Based on feedback and inspiration from all these wonderful librarians on Twitter, I've developed a reading program for my staff. I'm launching it today and our first book discussion will take place in February. It's called Reading Wildly and we'll read a different genre each month. Staff members are required to read one book from the genre and fill out a basic book review form, including thinking of two (or more) readalikes. We will have a brief monthly meeting (separate from our monthly staff meeting) to booktalk our genre books to each other and discuss the genre. I've created a GoodReads group and I'm required my staff to create a GoodReads account and log their titles to this group. I'm hoping this will be useful as a reference so that staff can easily access genre reviews from their colleagues when they have readers' advisory questions, but we'll see what staff think. If it's not useful for them, I won't require this aspect of the program.

I will also be bringing in a trainer from the Indiana State Library to do a training on readers' advisory for youth.
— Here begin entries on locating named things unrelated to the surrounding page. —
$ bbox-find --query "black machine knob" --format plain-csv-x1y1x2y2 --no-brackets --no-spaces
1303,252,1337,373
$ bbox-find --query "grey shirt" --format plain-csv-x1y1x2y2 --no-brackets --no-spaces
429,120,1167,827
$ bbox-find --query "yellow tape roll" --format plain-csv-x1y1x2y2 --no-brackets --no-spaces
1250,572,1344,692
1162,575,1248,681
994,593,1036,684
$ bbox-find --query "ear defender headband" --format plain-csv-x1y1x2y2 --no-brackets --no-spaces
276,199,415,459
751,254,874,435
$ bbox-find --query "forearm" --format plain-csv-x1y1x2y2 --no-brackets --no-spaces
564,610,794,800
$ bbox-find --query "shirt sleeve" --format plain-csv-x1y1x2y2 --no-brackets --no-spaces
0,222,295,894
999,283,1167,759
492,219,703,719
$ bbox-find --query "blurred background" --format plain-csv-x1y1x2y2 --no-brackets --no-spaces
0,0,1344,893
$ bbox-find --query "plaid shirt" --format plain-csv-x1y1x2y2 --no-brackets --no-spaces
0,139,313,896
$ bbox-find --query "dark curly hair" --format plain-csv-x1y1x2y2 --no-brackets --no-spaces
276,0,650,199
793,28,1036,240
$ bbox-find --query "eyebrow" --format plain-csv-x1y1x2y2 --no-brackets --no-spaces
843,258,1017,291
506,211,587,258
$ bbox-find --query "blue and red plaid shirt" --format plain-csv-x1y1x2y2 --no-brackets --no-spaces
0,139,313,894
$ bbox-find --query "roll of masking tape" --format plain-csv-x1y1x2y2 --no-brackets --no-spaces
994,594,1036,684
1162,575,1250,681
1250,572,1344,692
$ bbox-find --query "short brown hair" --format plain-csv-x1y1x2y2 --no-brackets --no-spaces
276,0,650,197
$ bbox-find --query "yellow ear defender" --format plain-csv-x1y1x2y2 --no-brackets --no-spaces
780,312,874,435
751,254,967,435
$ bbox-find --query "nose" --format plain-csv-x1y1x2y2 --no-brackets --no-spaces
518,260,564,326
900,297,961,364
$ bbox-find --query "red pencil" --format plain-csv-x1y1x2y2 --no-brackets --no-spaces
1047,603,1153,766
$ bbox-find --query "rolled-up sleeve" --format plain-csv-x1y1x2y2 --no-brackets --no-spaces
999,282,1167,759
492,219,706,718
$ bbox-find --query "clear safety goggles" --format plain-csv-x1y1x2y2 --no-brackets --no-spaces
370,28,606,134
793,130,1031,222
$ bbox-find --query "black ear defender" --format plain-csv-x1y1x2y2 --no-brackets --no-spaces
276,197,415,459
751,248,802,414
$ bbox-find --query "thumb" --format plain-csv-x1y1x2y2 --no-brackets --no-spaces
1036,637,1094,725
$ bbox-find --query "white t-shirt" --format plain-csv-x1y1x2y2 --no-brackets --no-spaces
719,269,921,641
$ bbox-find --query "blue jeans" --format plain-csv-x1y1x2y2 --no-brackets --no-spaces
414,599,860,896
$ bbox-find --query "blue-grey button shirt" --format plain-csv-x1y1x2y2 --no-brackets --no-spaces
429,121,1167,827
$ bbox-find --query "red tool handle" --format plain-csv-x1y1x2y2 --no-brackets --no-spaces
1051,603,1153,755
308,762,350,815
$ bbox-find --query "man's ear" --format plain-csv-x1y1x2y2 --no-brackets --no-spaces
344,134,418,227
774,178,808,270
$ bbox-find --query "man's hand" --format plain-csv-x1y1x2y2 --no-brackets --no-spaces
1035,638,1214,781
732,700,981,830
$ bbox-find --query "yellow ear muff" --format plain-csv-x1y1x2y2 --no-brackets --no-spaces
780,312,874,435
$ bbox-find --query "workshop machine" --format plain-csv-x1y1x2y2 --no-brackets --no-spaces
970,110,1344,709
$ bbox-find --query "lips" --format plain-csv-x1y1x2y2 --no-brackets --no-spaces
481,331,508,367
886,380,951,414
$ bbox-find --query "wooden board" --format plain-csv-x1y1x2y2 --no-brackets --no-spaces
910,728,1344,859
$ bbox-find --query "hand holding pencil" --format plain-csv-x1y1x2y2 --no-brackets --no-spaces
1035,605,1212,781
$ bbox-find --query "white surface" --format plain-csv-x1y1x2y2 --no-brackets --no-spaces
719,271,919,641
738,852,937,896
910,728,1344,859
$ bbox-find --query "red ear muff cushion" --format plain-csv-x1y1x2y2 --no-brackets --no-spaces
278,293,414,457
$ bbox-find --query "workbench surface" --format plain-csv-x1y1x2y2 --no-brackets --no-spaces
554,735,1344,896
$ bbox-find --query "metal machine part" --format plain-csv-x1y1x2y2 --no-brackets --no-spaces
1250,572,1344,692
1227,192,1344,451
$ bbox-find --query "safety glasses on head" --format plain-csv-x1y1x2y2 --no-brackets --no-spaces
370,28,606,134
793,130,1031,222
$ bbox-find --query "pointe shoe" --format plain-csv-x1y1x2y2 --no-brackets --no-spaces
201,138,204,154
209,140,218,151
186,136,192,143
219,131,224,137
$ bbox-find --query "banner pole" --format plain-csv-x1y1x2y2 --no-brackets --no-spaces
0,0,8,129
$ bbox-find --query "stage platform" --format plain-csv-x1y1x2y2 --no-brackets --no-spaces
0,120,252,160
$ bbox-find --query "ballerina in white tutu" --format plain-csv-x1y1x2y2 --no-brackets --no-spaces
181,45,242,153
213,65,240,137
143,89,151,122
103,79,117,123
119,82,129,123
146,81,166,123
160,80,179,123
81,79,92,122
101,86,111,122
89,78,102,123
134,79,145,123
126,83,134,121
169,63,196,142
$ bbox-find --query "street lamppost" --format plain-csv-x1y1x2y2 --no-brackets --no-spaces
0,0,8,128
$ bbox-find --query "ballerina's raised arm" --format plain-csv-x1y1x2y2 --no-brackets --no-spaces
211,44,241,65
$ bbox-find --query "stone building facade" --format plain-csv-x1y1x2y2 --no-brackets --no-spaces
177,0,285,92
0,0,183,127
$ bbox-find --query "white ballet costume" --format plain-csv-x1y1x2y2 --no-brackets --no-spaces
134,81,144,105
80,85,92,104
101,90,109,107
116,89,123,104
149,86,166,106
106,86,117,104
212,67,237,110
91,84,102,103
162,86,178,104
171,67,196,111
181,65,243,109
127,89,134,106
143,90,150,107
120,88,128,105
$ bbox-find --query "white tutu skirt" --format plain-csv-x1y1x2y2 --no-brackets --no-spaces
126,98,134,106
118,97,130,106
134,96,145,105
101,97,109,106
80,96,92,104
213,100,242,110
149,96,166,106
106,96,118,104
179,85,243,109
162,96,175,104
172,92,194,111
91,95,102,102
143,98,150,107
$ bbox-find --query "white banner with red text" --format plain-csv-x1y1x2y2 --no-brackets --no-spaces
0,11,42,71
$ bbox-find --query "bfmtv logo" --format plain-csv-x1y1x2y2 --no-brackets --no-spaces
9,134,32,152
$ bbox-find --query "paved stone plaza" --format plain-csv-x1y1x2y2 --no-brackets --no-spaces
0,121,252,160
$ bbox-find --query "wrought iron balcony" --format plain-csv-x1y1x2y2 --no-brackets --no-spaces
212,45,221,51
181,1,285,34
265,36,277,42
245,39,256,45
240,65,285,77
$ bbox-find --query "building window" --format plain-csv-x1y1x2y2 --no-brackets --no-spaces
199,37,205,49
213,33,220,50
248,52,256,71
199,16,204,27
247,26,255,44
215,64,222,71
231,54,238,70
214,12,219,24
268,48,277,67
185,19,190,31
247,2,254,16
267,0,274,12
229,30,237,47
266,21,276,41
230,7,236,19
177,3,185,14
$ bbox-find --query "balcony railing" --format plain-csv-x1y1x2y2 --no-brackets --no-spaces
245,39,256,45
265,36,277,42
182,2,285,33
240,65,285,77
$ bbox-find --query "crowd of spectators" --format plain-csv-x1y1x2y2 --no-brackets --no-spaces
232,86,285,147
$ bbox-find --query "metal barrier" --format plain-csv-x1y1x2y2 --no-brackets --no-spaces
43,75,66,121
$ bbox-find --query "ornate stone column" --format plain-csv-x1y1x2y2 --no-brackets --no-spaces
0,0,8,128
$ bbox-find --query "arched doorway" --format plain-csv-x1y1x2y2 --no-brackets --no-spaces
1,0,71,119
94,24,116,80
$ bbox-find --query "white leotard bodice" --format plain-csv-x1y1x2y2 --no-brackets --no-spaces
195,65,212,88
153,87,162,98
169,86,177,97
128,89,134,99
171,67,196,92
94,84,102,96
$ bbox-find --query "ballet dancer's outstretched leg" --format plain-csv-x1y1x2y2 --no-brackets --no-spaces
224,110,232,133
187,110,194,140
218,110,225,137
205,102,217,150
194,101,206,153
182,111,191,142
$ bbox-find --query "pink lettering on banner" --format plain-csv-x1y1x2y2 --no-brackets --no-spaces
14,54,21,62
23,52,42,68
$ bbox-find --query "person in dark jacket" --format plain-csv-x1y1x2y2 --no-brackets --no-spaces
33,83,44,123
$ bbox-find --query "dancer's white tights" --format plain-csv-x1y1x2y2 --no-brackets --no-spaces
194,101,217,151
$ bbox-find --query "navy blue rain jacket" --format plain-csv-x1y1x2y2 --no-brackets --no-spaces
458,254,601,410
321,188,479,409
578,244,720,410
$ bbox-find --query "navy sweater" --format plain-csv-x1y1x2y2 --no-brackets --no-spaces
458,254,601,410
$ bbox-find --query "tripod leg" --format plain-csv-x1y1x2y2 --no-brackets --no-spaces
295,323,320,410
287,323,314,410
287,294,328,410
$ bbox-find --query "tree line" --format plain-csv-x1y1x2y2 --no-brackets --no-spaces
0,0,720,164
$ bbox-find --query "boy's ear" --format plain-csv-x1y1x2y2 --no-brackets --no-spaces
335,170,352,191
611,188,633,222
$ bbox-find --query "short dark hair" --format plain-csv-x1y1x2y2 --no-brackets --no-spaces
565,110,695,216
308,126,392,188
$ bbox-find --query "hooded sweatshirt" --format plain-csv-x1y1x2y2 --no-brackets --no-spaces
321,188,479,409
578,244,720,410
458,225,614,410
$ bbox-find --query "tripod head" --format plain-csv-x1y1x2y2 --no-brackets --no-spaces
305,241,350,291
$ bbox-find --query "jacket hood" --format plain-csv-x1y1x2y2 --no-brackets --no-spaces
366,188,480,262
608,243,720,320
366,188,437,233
I know some of my staff have had training before, but this will get everyone on board and it will be a good refresher for those of us (ahem) who haven't had training in awhile. 

I know that some of my staff don't feel that they have time outside of work to read, but I think requiring only one book a month is very reasonable. If they finish other work and are at the desk when it's slow, I will allow them to read (only books from our Children's Room!). And I've created lists with suggested resources for finding great books and book lists of possible titles for them to get started. I've included several titles available on audio. I'm hoping that this program will inspire them to continue reading children's literature either to be better at their jobs or (hopefully) because they truly enjoy it. 

I will be participating along with my staff and I'm hoping that this program will help me fill in some gaps in my reading and keep me picking up books that might not be my favorite genres. And, of course, I'll be sure to report back about how the program goes. I plan to post with our genres every month and add a tag to my reviews of the titles I read for this program.

I'm requiring them to read books from the Children's Room (not Teen or Adult, although I know that my staff and I like books from those sections, too). This program is about getting to know our collection better so we can recommend titles to our young patrons, so we need to read books that are in our Children's Room. Books must be chapter books, graphic novels, or nonfiction. I selected genres based on popular requests from our patrons and this year's genres will be as follows:

February - Mystery
March - Science Fiction
April - Adventure
May - Funny
June - A book on the New York Times Best-Sellers List (either Middle Grade or Series)
July - Reader's Choice (everyone can select a genre or title of their choice from the Children's Room because I know summer is so tiring!)
August - School Story
September - African-American Fiction
October - Scary (or slightly scary)
November - Nonfiction
December - Award Winner

I am not the only one challenging myself to read widely this year! Check out Angela's Readers' Advisory Challenge and you might choose to read along with her. Personally, I'm planning to read along with Angela's genre program, too. (But we'll see if I can keep up two genre programs all year...)

Have you done any kind of reading program or ongoing readers' advisory training with your staff? Have you participated in any at a library you've worked at? I would love to hear details in the comments!